Example 3: aspergillus oryzae pyrG L4 anaplerotic experiment
Fresh Aspergillus oryzae PyrG L4 spores were eluted with spore wash (0.9% NaCl,0.05% Tween 80), prepared as spore suspension by Miracloth filtration, and adjusted to 1X 10 7/mL. 1mL of spore suspension was inoculated into mycelium culture medium (2% tryptone, 1% yeast extract, 2% glucose, 0.3% uracil), cultured at 28℃and 180rpm for 40 hours, and the grown mycelium was collected by filtration with a sterile Miracloth.

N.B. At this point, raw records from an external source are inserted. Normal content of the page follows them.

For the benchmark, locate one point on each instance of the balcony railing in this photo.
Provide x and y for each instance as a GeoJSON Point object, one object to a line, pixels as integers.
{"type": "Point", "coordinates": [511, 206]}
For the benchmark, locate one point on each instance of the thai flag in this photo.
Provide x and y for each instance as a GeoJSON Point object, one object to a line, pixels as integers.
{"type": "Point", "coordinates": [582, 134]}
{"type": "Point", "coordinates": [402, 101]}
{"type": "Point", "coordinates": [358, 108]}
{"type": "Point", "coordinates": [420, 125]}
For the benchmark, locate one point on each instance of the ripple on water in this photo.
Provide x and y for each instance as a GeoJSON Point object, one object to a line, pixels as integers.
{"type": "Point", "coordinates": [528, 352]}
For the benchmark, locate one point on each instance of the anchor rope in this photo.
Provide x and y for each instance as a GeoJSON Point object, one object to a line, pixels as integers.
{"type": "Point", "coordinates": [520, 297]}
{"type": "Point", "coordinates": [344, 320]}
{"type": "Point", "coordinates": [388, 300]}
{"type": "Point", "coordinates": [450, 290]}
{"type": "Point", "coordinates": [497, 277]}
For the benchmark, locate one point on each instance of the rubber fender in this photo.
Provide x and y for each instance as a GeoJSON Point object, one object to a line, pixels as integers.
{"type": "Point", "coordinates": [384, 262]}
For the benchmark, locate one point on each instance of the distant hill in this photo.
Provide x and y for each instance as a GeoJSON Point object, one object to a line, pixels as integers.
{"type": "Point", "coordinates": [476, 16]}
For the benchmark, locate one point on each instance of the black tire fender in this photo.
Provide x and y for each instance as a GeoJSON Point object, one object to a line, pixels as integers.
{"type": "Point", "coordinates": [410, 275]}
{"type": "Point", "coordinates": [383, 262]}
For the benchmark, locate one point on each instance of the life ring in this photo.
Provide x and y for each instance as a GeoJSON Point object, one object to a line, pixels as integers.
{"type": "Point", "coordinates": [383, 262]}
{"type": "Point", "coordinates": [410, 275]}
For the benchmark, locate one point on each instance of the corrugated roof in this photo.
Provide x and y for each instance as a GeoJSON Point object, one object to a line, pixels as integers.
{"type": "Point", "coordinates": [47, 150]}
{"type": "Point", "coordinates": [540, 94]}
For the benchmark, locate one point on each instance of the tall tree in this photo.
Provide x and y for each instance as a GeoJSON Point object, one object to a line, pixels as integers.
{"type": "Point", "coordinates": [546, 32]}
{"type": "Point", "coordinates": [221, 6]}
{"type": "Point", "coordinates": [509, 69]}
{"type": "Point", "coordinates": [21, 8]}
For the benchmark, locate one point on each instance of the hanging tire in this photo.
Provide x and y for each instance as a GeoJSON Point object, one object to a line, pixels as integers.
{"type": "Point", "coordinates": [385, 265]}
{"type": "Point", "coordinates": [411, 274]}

The collected mycelia were washed three times with sterilized osmostat (0.6M MgSO 4,10mM NaH2PO4, ph=5.8) and pressed dry. Hyphae were transferred to 100mL Erlenmeyer flasks. Every 0.8g mycelium is resuspended in 20mL of enzymolysis liquid (1% of lyase, 1% of cellulase and 0.1% of snailase enzymolysis liquid prepared by osmotic stabilizer, and filtered and sterilized by a microporous filter membrane with the size of 0.22 μm), and the enzymolysis is carried out for 60-90min at 30 ℃ and 90 rpm. The hydrolyzed protoplast mixture was filtered with Miracloth, the filtrate was collected, centrifuged at 4℃for 10min at 1000g, the protoplast pellet was resuspended in 5mL of pre-chilled 1.0mol/L sorbitol solution, centrifuged at 800g at 4℃for 10min and the supernatant was discarded. The protoplasts were then adjusted to 1X 10 7 per mL with pre-chilled STC solution (1.0M sorbitol, 50mM CaCl 2, 50mM Tris-HCl, pH=7.5) and ice-bath ready for use.

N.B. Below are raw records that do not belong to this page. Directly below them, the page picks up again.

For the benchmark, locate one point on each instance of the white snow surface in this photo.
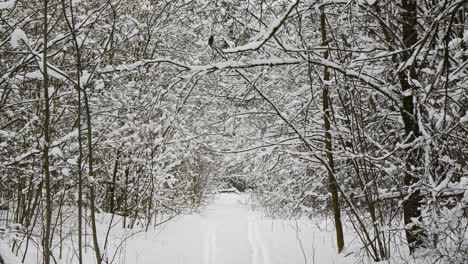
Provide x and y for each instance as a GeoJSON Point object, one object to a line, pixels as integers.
{"type": "Point", "coordinates": [229, 230]}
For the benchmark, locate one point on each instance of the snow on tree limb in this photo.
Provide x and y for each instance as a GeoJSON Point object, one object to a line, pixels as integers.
{"type": "Point", "coordinates": [270, 32]}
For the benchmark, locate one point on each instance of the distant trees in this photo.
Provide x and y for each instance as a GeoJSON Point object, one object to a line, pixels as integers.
{"type": "Point", "coordinates": [126, 104]}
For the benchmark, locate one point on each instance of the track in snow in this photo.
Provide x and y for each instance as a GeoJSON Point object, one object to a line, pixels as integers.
{"type": "Point", "coordinates": [228, 231]}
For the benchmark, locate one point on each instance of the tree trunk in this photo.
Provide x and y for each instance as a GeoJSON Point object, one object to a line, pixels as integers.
{"type": "Point", "coordinates": [92, 197]}
{"type": "Point", "coordinates": [411, 206]}
{"type": "Point", "coordinates": [328, 144]}
{"type": "Point", "coordinates": [46, 242]}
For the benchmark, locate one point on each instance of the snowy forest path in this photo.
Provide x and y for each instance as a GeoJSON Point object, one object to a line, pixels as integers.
{"type": "Point", "coordinates": [231, 231]}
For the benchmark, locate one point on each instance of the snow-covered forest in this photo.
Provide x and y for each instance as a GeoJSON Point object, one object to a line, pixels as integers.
{"type": "Point", "coordinates": [118, 117]}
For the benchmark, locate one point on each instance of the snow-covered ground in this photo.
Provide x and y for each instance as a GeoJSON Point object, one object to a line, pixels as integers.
{"type": "Point", "coordinates": [229, 230]}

To 200. Mu.L of the protoplast suspension, 10. Mu.L of the RML expression vector pAOP-Eno-E at a concentration of 1. Mu.g/. Mu.L was added, followed by addition of 50. Mu.L of PTC solution (40% PEG4000, 50mM CaCl 2, 50mM Tris-HCl, pH=7.5), and after mixing, ice bath was carried out for 30 minutes. Adding 0.2mL of PTC solution, uniformly mixing, adding 0.8mL of PTC solution, uniformly mixing, and keeping at room temperature for 30min.
The mixture was spread on a regeneration medium (1% glucose ,0.6%NaNO3,0.15% KH2PO4,0.05% KCl,0.05% MgSO4,0.001% FeSO4,1M sucrose, 2% agar powder) and incubated at 28℃for 7 days until colonies developed.

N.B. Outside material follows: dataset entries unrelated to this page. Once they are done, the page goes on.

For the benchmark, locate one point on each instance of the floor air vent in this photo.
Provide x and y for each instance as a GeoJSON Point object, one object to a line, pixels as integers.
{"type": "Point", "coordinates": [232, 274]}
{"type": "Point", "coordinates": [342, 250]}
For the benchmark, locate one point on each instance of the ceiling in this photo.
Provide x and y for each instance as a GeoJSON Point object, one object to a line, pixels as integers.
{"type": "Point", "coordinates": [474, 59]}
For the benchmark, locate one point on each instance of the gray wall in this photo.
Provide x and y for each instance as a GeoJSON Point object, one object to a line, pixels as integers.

Colonies growing on the plates were transferred to PDA-Rhodamine B screening medium and incubated at 28℃for 3-6 days.
The preparation method of the PDA-Rhodamine B screening culture medium is as follows:
PDA medium: 200g of potato (peeled), 20g of glucose, 1000mL of agar 20g of water and natural pH value;
-olive oil emulsion: adding olive oil and 4% polyvinyl alcohol (PVA) solution in a volume ratio of 1:3, mixing, homogenizing for 15min at 8000rpm with a high-speed homogenizer, and stirring for 3min after 5 min;
PDA culture medium and olive oil emulsion were autoclaved for 15min at 115 ℃ respectively; after cooling to about 60 ℃, PDA culture medium and olive oil emulsion are added according to the ratio of 9:1, and then 1/100 volume of filter sterilized 0.1% rhodamine B (Rhodamine B) solution is added, and after uniform mixing, the mixture is immediately poured into a flat plate.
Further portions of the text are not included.